Russian Ambassador to North Korea
- In office 26 December 2014 – 6 December 2025
- President: Vladimir Putin
- Preceded by: Aleksandr Timonin
- Succeeded by: Andrei Podyolyshev

Personal details
- Born: 21 November 1955 Odessa, Ukrainian SSR, Soviet Union
- Died: 6 December 2025 (aged 70) Pyongyang, North Korea
- Alma mater: MGIMO
- Occupation: Diplomat
- Awards: Order of Alexander Nevsky Order of Friendship DPRK Order of Friendship

= Aleksandr Matsegora =

Russian diplomat (1955–2025)

Aleksandr Ivanovich Matsegora (Александр Иванович Мацегора; 21 November 1955 – 6 December 2025) was a Soviet and Russian diplomat who served as Ambassador of Russia to North Korea from 2014 until his death in 2025.

==Life and career==
Matsegora was born in 1955, in Odessa, Ukrainian SSR and the USSR.

In 1978, he graduated from the Faculty of International Economic Relations of the Moscow State Institute of International Relations (MGIMO) of the Soviet Ministry of Foreign Affairs. He was in diplomatic service from 1999 onwards. From 2005 to 2006, he served as head of department in the First Department of Asia of the Russian Ministry of Foreign Affairs. From 2006 to 2011, he served as Minister-Counselor of the Embassy of Russia in the DPRK. From 2011 to 2014, he served as deputy director of the First Department of Asia of the Russian Ministry of Foreign Affairs.
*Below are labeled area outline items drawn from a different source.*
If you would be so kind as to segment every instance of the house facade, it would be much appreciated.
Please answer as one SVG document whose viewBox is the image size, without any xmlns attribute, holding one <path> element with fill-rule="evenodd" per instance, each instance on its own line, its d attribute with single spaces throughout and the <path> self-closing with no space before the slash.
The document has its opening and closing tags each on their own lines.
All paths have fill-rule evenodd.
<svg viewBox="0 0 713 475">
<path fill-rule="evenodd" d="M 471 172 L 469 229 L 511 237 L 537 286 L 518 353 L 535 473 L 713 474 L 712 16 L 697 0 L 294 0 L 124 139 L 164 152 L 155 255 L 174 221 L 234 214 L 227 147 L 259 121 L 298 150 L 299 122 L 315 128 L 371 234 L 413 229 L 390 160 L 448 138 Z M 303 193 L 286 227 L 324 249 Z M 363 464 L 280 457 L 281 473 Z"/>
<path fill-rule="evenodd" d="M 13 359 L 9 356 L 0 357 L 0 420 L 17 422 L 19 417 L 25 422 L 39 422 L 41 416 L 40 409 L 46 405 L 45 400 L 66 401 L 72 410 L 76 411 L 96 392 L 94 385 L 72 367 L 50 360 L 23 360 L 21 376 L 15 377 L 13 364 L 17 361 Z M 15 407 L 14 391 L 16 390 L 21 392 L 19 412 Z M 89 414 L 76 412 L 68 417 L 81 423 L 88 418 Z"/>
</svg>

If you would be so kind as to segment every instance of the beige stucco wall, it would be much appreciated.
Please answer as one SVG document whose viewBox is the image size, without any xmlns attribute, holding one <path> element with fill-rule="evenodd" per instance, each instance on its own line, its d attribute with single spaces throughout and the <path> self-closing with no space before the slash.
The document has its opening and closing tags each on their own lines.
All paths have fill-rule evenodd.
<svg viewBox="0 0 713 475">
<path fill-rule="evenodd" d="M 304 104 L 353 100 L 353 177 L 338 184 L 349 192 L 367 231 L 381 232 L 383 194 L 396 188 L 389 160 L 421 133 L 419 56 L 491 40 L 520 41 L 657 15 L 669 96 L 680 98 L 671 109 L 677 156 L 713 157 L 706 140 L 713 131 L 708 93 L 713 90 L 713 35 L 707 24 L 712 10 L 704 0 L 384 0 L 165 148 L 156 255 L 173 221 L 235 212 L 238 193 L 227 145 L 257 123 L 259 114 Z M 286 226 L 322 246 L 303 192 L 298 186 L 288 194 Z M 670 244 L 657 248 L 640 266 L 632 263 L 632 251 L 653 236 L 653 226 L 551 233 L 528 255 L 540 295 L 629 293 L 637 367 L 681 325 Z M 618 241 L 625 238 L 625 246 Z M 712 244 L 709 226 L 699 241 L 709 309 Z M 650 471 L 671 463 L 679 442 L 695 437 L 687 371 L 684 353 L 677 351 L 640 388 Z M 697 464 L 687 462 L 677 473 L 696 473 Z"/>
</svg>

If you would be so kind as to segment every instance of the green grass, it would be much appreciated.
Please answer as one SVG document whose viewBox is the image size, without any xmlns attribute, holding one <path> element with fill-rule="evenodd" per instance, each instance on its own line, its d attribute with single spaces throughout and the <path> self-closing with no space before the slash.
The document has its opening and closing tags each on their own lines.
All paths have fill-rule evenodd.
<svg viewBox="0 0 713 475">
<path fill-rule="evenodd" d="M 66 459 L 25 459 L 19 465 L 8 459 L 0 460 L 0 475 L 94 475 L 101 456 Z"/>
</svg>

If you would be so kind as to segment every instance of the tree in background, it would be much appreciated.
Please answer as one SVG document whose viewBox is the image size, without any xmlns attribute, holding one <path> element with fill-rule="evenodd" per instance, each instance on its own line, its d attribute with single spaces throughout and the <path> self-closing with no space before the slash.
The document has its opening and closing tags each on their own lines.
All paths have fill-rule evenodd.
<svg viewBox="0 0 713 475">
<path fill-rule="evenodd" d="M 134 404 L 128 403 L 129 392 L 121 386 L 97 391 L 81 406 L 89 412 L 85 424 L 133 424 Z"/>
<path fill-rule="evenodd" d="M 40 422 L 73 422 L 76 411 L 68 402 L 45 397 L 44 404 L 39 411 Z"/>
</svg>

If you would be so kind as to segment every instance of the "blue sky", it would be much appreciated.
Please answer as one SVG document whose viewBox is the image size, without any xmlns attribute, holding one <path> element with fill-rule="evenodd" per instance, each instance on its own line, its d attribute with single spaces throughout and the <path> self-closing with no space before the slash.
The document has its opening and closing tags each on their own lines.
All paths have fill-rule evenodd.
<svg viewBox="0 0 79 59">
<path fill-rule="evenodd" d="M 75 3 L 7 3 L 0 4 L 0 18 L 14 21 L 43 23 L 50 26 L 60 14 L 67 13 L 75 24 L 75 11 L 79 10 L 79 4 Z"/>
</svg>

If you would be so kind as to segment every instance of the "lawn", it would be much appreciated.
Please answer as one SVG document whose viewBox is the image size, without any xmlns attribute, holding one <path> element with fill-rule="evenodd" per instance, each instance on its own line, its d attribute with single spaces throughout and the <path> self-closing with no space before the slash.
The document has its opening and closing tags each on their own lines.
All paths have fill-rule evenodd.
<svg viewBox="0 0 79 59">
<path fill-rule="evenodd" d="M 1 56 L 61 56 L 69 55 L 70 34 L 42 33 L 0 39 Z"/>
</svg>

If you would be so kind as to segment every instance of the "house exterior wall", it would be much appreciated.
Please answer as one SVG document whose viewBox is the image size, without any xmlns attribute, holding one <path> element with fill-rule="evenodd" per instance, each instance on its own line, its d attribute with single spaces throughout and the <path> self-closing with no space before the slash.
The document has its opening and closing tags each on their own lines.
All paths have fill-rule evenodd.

From 26 December 2014 until his death, he served as Extraordinary and Plenipotentiary Ambassador of the Russian Federation to North Korea. He presented his credentials on 9 March 2015. In December 2024, he hosted a reception to mark the signing of the North Korean–Russian Treaty on Comprehensive Strategic Partnership. He spoke Russian, Korean and English.

Matsegora died in the North Korean capital Pyongyang on 6 December 2025, at the age of 70, having made his last public appearance on 2 December. A close link to North Korean leader Kim Jong Un, his death was characterised as sudden, and his cause of death was undisclosed by the Ministry of Foreign Affairs.